Merge pull request #65 from PalmPalm7/main

Updated chunking_document.
instructlab · Jul 6, 2024 · 6842582 · 6842582
2 parents 6251693 + 19bf54b
commit 6842582
Showing 1 changed file with 32 additions and 7 deletions.
diff --git a/src/instructlab/sdg/utils/chunking.py b/src/instructlab/sdg/utils/chunking.py
@@ -2,12 +2,16 @@
 
 # Standard
 from typing import List
+import logging
+import re
 
 # Third Party
-from langchain_text_splitters import RecursiveCharacterTextSplitter
+from langchain_text_splitters import Language, RecursiveCharacterTextSplitter
 
 _DEFAULT_CHUNK_OVERLAP = 100
 
+logger = logging.getLogger(__name__)
+
 
 def _num_tokens_from_words(num_words) -> int:
     return int(num_words * 1.3)  # 1 word ~ 1.3 token
@@ -21,12 +25,24 @@ def chunk_document(documents: List, server_ctx_size, chunk_word_count) -> List[s
     """
     Iterates over the documents and splits them into chunks based on the word count provided by the user.
     Args:
-        documents (dict): List of documents retrieved from git (can also consist of a single document).
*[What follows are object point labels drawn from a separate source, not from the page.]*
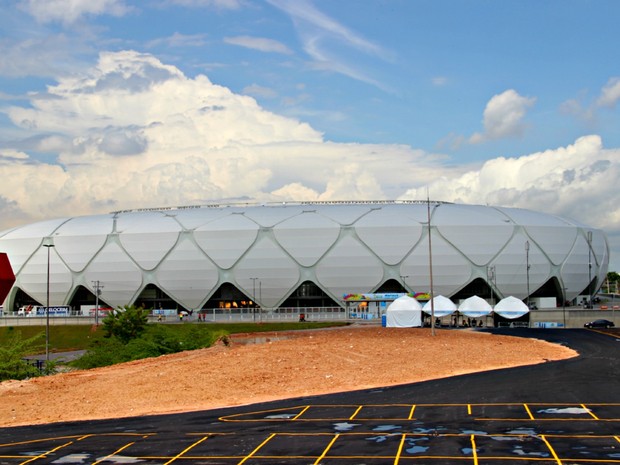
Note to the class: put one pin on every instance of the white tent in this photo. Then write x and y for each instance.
(404, 312)
(443, 306)
(510, 307)
(475, 307)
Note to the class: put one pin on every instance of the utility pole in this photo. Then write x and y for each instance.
(98, 288)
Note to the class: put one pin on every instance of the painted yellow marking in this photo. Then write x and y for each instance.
(400, 449)
(527, 409)
(247, 457)
(34, 441)
(326, 450)
(473, 449)
(45, 454)
(301, 413)
(590, 412)
(356, 412)
(555, 456)
(190, 447)
(117, 451)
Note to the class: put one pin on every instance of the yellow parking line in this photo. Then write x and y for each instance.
(400, 449)
(256, 449)
(590, 412)
(301, 413)
(107, 457)
(555, 456)
(45, 454)
(324, 453)
(473, 449)
(186, 449)
(356, 412)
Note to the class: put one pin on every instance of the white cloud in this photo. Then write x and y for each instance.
(331, 45)
(69, 11)
(576, 181)
(610, 93)
(132, 132)
(178, 40)
(259, 91)
(259, 43)
(503, 116)
(221, 4)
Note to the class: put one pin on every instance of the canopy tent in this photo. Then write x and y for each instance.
(442, 306)
(475, 307)
(510, 307)
(404, 312)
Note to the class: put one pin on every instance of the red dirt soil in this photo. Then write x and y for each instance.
(282, 365)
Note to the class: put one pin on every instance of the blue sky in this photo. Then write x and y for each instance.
(116, 104)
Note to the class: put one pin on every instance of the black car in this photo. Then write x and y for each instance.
(599, 324)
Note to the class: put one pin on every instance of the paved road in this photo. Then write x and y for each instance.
(555, 413)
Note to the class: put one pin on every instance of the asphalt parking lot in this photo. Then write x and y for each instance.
(555, 413)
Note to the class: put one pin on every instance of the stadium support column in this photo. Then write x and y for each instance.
(48, 245)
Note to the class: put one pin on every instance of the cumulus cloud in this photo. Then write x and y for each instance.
(259, 43)
(69, 11)
(503, 116)
(574, 181)
(132, 132)
(331, 45)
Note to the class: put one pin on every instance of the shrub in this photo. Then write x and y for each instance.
(13, 350)
(126, 323)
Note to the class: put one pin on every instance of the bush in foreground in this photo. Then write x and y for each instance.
(152, 341)
(13, 350)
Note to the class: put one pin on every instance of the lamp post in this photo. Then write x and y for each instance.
(98, 288)
(590, 269)
(48, 245)
(254, 298)
(430, 262)
(564, 305)
(491, 281)
(404, 278)
(527, 271)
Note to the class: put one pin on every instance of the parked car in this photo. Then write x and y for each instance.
(599, 324)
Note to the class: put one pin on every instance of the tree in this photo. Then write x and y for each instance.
(126, 323)
(13, 351)
(613, 279)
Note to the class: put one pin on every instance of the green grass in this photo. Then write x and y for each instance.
(81, 337)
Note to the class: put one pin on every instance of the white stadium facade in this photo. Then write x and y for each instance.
(301, 255)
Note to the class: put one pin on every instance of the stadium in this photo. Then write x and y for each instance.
(300, 255)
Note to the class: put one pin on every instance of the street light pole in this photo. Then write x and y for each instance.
(491, 279)
(527, 271)
(564, 305)
(590, 305)
(254, 298)
(48, 246)
(404, 278)
(98, 287)
(430, 263)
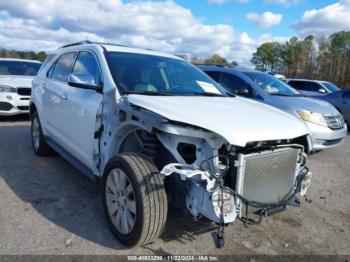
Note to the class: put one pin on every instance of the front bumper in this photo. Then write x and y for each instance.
(13, 104)
(322, 137)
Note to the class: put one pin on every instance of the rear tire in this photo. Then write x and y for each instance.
(134, 199)
(41, 148)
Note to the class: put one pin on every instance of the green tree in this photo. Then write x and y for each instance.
(267, 56)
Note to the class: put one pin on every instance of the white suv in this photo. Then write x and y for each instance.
(155, 130)
(16, 76)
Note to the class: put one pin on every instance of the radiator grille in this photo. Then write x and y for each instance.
(269, 176)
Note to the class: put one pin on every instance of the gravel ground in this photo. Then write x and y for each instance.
(48, 207)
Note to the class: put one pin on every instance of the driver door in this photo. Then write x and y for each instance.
(82, 105)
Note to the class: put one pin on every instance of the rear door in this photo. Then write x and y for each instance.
(81, 107)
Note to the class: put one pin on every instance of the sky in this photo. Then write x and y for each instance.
(230, 28)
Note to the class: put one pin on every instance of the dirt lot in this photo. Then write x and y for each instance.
(48, 207)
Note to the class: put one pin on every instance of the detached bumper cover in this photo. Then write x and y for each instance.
(13, 104)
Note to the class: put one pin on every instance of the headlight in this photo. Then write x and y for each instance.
(9, 89)
(312, 117)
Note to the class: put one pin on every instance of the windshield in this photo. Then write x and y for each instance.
(155, 75)
(331, 88)
(272, 85)
(19, 68)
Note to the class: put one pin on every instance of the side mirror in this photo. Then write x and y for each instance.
(83, 80)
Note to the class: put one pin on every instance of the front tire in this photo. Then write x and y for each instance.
(134, 199)
(41, 148)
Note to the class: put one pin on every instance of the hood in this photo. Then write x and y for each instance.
(16, 81)
(238, 120)
(300, 103)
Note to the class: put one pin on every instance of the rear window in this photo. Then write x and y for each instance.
(19, 68)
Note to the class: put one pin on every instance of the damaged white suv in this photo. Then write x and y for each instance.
(156, 131)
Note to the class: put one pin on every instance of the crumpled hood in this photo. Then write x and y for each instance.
(16, 81)
(238, 120)
(293, 104)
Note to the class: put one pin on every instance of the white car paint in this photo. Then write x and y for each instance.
(91, 127)
(238, 120)
(18, 102)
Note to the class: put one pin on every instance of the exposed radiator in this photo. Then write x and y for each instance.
(267, 176)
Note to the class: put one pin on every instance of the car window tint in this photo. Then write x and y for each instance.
(299, 85)
(140, 73)
(346, 94)
(305, 85)
(214, 75)
(235, 84)
(8, 67)
(86, 64)
(63, 67)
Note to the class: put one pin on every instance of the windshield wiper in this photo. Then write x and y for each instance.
(148, 93)
(206, 94)
(280, 95)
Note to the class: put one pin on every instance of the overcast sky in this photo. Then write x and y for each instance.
(231, 28)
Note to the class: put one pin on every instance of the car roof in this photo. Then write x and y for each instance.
(20, 60)
(305, 80)
(227, 69)
(110, 47)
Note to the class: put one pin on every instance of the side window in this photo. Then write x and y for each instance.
(346, 94)
(86, 64)
(311, 86)
(62, 67)
(214, 75)
(297, 85)
(235, 85)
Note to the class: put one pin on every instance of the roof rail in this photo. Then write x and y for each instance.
(87, 42)
(220, 65)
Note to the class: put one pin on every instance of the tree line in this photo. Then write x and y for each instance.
(323, 58)
(40, 56)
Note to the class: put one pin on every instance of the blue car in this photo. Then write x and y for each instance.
(325, 123)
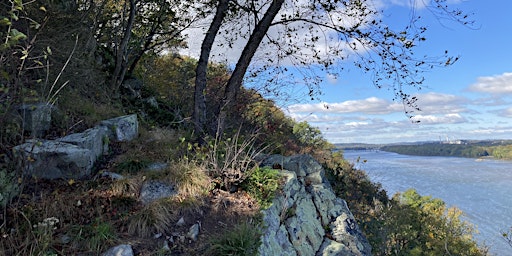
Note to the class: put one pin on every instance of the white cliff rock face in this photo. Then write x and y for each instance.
(307, 218)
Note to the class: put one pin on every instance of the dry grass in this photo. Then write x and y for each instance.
(191, 179)
(156, 217)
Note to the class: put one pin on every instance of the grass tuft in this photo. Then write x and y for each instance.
(244, 240)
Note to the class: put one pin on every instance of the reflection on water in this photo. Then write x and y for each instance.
(482, 189)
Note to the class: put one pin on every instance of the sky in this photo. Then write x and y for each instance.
(470, 99)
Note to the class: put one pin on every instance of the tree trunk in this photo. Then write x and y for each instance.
(121, 54)
(199, 115)
(236, 79)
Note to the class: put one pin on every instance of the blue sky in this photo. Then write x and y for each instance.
(468, 100)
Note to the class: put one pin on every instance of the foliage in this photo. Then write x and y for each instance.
(191, 179)
(242, 240)
(502, 152)
(231, 160)
(439, 149)
(96, 236)
(9, 187)
(307, 135)
(421, 225)
(156, 217)
(262, 184)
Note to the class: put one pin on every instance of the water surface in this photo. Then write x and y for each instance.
(482, 189)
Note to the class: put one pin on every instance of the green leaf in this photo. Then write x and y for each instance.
(5, 21)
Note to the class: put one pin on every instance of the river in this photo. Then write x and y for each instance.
(482, 189)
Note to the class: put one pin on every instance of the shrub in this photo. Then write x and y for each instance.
(8, 187)
(262, 185)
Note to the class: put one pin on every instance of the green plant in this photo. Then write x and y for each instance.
(191, 179)
(244, 240)
(96, 236)
(230, 160)
(262, 184)
(43, 233)
(156, 217)
(9, 187)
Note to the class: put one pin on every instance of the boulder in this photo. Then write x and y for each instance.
(120, 250)
(94, 139)
(123, 128)
(54, 159)
(306, 217)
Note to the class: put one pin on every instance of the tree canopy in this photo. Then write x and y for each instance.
(324, 34)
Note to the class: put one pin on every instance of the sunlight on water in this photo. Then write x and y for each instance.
(482, 189)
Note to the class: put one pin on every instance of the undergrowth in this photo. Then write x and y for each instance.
(242, 240)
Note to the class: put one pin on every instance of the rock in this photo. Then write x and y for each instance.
(346, 231)
(333, 248)
(53, 159)
(123, 128)
(94, 139)
(112, 175)
(133, 87)
(295, 222)
(153, 190)
(180, 222)
(152, 102)
(193, 232)
(36, 118)
(120, 250)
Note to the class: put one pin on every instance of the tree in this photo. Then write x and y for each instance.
(129, 29)
(348, 30)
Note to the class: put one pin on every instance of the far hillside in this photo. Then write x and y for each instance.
(500, 149)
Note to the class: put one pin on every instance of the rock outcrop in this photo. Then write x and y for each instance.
(73, 156)
(307, 218)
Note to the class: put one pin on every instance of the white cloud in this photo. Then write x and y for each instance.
(442, 119)
(498, 84)
(370, 105)
(440, 103)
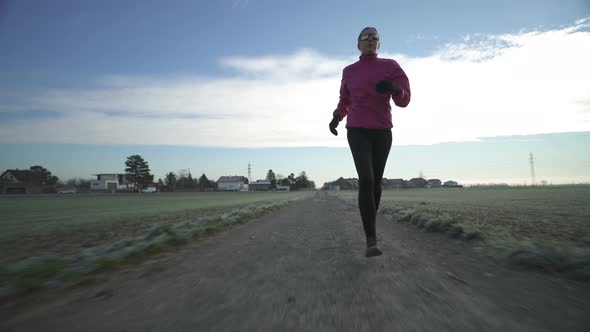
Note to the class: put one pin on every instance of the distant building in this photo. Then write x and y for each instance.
(450, 184)
(110, 182)
(392, 183)
(260, 185)
(232, 183)
(434, 183)
(14, 181)
(417, 183)
(343, 184)
(283, 188)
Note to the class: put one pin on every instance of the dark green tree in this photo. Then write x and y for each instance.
(138, 172)
(301, 181)
(170, 181)
(204, 183)
(190, 182)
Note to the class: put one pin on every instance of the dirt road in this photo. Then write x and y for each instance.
(303, 269)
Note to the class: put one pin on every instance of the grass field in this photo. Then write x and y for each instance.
(54, 240)
(543, 227)
(62, 224)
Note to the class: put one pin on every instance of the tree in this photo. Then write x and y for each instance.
(190, 182)
(301, 181)
(204, 183)
(170, 181)
(272, 178)
(138, 171)
(46, 177)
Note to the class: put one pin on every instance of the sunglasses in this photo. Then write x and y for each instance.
(371, 36)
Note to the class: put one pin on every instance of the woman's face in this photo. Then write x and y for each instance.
(368, 42)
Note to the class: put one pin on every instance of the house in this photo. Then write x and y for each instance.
(392, 183)
(109, 181)
(232, 183)
(283, 188)
(14, 181)
(343, 184)
(260, 185)
(434, 183)
(417, 183)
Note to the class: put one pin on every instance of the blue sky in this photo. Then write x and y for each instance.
(212, 85)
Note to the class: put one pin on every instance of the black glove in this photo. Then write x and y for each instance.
(386, 86)
(334, 123)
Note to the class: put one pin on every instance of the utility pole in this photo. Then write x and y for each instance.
(532, 161)
(249, 172)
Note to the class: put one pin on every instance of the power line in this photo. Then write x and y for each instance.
(249, 172)
(532, 161)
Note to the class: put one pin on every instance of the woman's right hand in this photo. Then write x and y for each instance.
(334, 123)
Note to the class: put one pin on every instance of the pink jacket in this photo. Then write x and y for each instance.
(365, 107)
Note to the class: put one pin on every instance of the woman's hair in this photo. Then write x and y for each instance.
(361, 33)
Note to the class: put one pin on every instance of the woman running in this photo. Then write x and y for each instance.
(365, 90)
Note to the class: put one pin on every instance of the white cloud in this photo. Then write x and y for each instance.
(489, 85)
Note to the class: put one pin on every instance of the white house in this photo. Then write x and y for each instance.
(260, 185)
(450, 184)
(111, 181)
(283, 188)
(232, 183)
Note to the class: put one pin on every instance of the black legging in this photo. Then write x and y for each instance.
(370, 148)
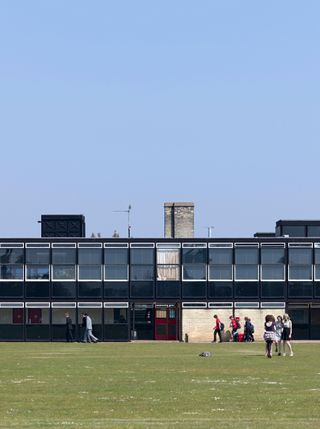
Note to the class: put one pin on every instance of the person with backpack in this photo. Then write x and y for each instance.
(217, 329)
(234, 325)
(248, 330)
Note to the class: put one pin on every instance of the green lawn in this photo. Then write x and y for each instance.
(157, 385)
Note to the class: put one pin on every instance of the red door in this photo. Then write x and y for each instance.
(166, 322)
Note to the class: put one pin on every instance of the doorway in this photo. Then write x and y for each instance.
(166, 322)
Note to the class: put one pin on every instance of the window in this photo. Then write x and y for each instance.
(116, 263)
(194, 259)
(246, 262)
(89, 260)
(168, 262)
(11, 262)
(142, 264)
(317, 261)
(300, 262)
(272, 262)
(220, 262)
(63, 262)
(37, 261)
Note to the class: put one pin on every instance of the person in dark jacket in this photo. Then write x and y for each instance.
(69, 328)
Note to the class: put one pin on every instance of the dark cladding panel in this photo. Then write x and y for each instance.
(63, 226)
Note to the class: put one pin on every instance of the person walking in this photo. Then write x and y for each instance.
(69, 328)
(287, 334)
(217, 329)
(89, 333)
(278, 334)
(248, 330)
(269, 333)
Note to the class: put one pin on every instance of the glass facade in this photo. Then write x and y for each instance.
(142, 275)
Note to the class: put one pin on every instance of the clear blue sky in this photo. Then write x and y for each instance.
(106, 103)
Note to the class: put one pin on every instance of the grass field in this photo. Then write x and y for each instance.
(157, 385)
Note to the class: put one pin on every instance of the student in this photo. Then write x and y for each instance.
(89, 333)
(217, 329)
(69, 328)
(234, 325)
(287, 334)
(248, 330)
(269, 333)
(278, 334)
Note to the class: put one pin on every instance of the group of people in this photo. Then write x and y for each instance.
(86, 335)
(235, 326)
(278, 332)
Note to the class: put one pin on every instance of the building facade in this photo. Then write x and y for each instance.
(157, 289)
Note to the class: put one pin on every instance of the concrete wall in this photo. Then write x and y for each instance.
(199, 323)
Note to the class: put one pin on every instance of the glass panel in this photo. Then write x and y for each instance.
(221, 290)
(11, 272)
(115, 316)
(221, 256)
(168, 272)
(272, 290)
(300, 289)
(194, 256)
(272, 272)
(63, 272)
(168, 257)
(116, 272)
(142, 272)
(317, 256)
(11, 289)
(116, 256)
(220, 272)
(246, 272)
(90, 256)
(271, 255)
(300, 256)
(116, 290)
(246, 290)
(194, 290)
(194, 272)
(38, 272)
(64, 256)
(89, 272)
(37, 256)
(11, 256)
(313, 231)
(294, 231)
(246, 255)
(302, 272)
(11, 323)
(142, 256)
(317, 272)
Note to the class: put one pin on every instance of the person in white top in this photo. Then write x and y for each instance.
(286, 334)
(89, 334)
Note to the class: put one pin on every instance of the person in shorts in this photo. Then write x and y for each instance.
(278, 335)
(269, 333)
(286, 334)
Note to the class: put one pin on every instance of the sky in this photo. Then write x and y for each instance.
(109, 103)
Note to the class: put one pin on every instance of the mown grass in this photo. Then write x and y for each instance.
(157, 385)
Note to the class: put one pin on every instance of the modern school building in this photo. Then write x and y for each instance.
(159, 289)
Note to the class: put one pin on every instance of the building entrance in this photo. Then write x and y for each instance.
(166, 322)
(154, 322)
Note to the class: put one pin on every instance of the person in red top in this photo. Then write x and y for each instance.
(217, 329)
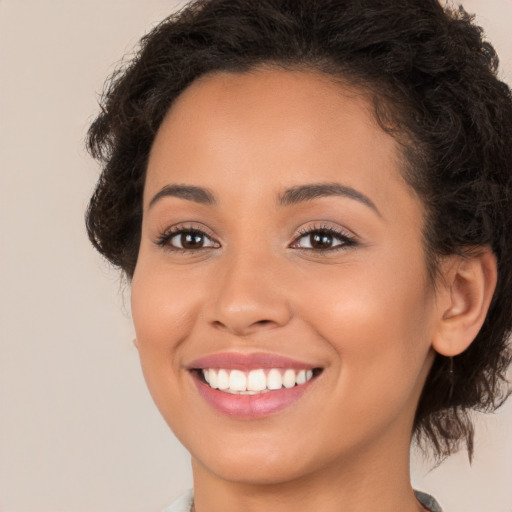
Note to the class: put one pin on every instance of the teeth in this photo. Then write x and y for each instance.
(255, 381)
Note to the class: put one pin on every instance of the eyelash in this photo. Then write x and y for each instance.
(346, 240)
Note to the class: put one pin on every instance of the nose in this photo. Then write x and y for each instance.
(250, 295)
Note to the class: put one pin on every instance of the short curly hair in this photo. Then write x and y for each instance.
(433, 80)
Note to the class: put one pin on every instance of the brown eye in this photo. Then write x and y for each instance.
(321, 240)
(190, 240)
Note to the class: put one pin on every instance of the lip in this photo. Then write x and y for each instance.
(248, 362)
(249, 406)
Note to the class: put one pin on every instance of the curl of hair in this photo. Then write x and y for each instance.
(434, 83)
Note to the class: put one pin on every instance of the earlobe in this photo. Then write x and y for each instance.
(465, 295)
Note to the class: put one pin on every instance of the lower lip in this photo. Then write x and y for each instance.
(250, 406)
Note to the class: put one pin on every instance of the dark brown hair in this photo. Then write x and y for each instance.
(434, 84)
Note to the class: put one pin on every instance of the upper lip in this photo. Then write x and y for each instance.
(247, 362)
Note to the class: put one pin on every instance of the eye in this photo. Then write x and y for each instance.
(186, 239)
(322, 239)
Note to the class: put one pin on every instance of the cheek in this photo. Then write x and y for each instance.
(378, 322)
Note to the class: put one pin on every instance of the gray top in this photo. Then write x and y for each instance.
(184, 502)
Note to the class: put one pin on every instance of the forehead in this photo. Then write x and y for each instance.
(273, 128)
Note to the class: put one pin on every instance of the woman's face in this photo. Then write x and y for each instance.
(281, 248)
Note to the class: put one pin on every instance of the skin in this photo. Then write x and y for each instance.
(367, 314)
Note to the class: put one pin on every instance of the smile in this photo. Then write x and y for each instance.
(255, 381)
(251, 386)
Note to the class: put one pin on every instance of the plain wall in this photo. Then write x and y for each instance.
(78, 430)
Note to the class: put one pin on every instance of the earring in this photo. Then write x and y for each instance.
(451, 379)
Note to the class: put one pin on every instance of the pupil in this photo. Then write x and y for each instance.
(191, 240)
(321, 240)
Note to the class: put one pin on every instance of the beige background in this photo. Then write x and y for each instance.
(78, 431)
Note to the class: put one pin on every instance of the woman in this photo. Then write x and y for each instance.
(312, 201)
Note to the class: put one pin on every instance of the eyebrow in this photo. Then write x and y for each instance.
(190, 192)
(289, 197)
(312, 191)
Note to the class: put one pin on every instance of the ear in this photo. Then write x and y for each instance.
(464, 294)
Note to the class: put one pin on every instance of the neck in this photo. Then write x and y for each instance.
(368, 482)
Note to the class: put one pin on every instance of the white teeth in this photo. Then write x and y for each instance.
(255, 381)
(289, 379)
(301, 377)
(274, 379)
(223, 379)
(237, 381)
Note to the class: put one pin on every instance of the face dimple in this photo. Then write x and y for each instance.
(361, 311)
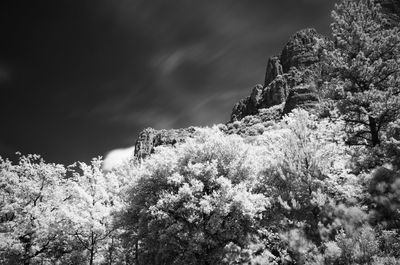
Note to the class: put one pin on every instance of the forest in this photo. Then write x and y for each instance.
(318, 185)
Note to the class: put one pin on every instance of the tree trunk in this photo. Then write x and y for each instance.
(91, 249)
(374, 131)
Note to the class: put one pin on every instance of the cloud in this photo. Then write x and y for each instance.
(117, 157)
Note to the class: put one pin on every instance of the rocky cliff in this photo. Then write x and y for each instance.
(289, 83)
(150, 138)
(289, 78)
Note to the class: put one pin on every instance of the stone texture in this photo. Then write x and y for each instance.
(150, 138)
(300, 51)
(274, 69)
(249, 105)
(298, 64)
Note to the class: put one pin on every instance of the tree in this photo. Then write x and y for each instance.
(31, 193)
(366, 60)
(93, 200)
(195, 200)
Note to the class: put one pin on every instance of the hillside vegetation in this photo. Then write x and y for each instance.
(307, 171)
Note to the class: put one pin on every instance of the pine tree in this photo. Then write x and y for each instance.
(366, 59)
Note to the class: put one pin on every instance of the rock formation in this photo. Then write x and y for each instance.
(298, 63)
(150, 138)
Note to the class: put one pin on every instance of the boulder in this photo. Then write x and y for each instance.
(300, 51)
(274, 69)
(150, 138)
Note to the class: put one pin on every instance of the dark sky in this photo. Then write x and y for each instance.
(81, 77)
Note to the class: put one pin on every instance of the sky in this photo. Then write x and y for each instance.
(79, 78)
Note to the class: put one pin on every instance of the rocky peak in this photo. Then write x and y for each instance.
(298, 64)
(150, 138)
(288, 84)
(300, 51)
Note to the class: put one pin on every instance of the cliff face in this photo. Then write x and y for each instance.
(289, 77)
(288, 83)
(150, 138)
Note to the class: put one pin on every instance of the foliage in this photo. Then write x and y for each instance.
(366, 62)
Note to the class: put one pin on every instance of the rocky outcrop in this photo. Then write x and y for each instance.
(274, 69)
(299, 63)
(289, 83)
(300, 51)
(150, 138)
(249, 105)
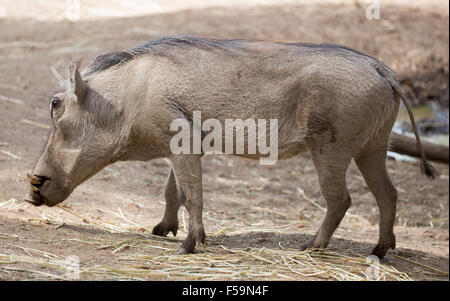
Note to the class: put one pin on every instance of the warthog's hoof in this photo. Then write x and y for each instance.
(382, 247)
(193, 239)
(163, 228)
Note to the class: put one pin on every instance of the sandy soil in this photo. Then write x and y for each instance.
(246, 205)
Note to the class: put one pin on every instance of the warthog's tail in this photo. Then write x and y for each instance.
(427, 169)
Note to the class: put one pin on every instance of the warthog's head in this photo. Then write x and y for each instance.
(81, 143)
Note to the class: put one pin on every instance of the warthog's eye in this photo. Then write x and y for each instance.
(56, 103)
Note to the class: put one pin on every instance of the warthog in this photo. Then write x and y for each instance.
(332, 101)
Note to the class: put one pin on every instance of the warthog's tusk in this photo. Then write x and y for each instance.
(34, 180)
(35, 189)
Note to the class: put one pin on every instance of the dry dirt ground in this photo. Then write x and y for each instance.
(250, 210)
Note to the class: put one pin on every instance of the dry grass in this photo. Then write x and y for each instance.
(212, 262)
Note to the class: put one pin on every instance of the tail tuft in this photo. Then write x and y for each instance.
(428, 170)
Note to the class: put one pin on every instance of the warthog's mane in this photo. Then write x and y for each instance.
(163, 45)
(160, 47)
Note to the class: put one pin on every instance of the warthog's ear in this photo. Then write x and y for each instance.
(76, 83)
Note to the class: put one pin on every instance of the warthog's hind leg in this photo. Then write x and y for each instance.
(372, 165)
(331, 166)
(188, 173)
(174, 198)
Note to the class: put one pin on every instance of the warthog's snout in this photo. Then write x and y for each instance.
(34, 196)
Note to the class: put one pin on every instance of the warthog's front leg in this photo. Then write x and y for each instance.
(188, 174)
(174, 198)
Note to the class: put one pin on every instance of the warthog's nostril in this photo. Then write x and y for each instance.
(37, 181)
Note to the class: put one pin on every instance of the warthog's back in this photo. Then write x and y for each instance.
(314, 90)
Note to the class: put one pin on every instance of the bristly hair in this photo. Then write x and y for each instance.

+        documents (list): List of documents retrieved from git (can also consist of a single document).
         server_ctx_size (int): Context window size of server.
         chunk_word_count (int): Maximum number of words to chunk a document.
     Returns:
          List[str]: List of chunked documents.
     """
+
+    # Checks for input type error
+    if isinstance(documents, str):
+        documents = [documents]
+        logger.info(
+            "Converted single string into a list of string. Assumed the string passed in is the document. Normally, chunk_document() should take a list as input."
+        )
+    elif not isinstance(documents, list):
+        raise TypeError(
+            "Expected: documents to be a list, but got {}".format(type(documents))
+        )
+
     no_tokens_per_doc = _num_tokens_from_words(chunk_word_count)
     if no_tokens_per_doc > int(server_ctx_size - 1024):
         raise ValueError(
@@ -36,15 +52,24 @@ def chunk_document(documents: List, server_ctx_size, chunk_word_count) -> List[s
                 )
             )
         )
+    # Placeholder for params
     content = []
-    text_splitter = RecursiveCharacterTextSplitter(
-        separators=["\n\n", "\n", " "],
-        chunk_size=_num_chars_from_tokens(no_tokens_per_doc),
-        chunk_overlap=_DEFAULT_CHUNK_OVERLAP,
+    chunk_size = _num_chars_from_tokens(no_tokens_per_doc)
+    chunk_overlap = _DEFAULT_CHUNK_OVERLAP
+
+    # Using Markdown as default, document-specific chunking will be implemented in seperate pr.
+    text_splitter = RecursiveCharacterTextSplitter.from_language(
+        language=Language.MARKDOWN,
+        chunk_size=chunk_size,
+        chunk_overlap=chunk_overlap,
     )
 
+    # Determine file type for heuristics, default with markdown
     for docs in documents:
+        # Use regex to remove unnecessary dashes in front of pipe characters in a markdown table.
+        docs = re.sub(r"-{2,}\|", "-|", docs)
+        # Remove unnecessary spaces in front of pipe characters in a markdown table.
+        docs = re.sub(r"\  +\|", " |", docs)
         temp = text_splitter.create_documents([docs])
         content.extend([item.page_content for item in temp])
-
     return content